Perchè aveva senso quando gli Stati erano autoritari e la Giustizia era arbitraria e non si basava su norme di diritto ed era un gesto di clemenza del potente di turno per accattivarsi il benvolere della plebe, un po' come le distribuzioni di cibo dello Stato Pontificio che servivano a mantenere il popolo sottomesso e imbelle. Il potente sopra e il povero sotto, nessuna classe intermedia in mezzo. Con i risultati che sono davanti agli occhi di tutti e che sono stati il prodromo della questione meridionale.

 

Perchè non è parte della visione Radicale della Politica, ma solo uno dei tanti soliti escamotages di Pannella per dare uno scopo ed una visibilità al suo movimento, da tempo irriconoscibile e irriconosciuto ormai dai più.
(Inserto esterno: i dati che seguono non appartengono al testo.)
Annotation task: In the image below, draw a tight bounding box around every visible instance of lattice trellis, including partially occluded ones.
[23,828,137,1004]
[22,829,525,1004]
Davanti a questi atteggiamenti, al fumo sollevato da questi che sono, come ben detto in un articolo di Malvino citato proprio oggi, rancidi avanzi del più inconcludente novecento, occorre opporre un fermo no, con la forza della ragione contro i populismi e gli appelli lacrimevoli agli affetti come ben stigmatizzava Montanelli già tanto tempo fa.. E' ora di smetterla con questa politica dei piagnoni e cominciare a pensare di diventare europei.Cittadini seri di uno Stato serio e responsabile. L'Italia è già troppo indietro sulla strada della serietà e delle responsabilità, per pensare di continuare ancora con queste battaglie di retroguardia. E la riscossa deve partire dalla base, dai cittadini. Mandiamo a cacare questi saltimbanchi concentrati solo sulla loro sopravvivenza, terrorizzati dall'ipotesi di dover essere costretti per la prima volta nella loro vita ad andare a lavorare per guadagnarsi da vivere. Dimostriamogli che siamo migliori di loro. Che abbiamo a cuore le sorti della comunità, se non altro almeno per convenienza. Uno Stato che funziona è uno Stato più sano e più ricco e più giusto.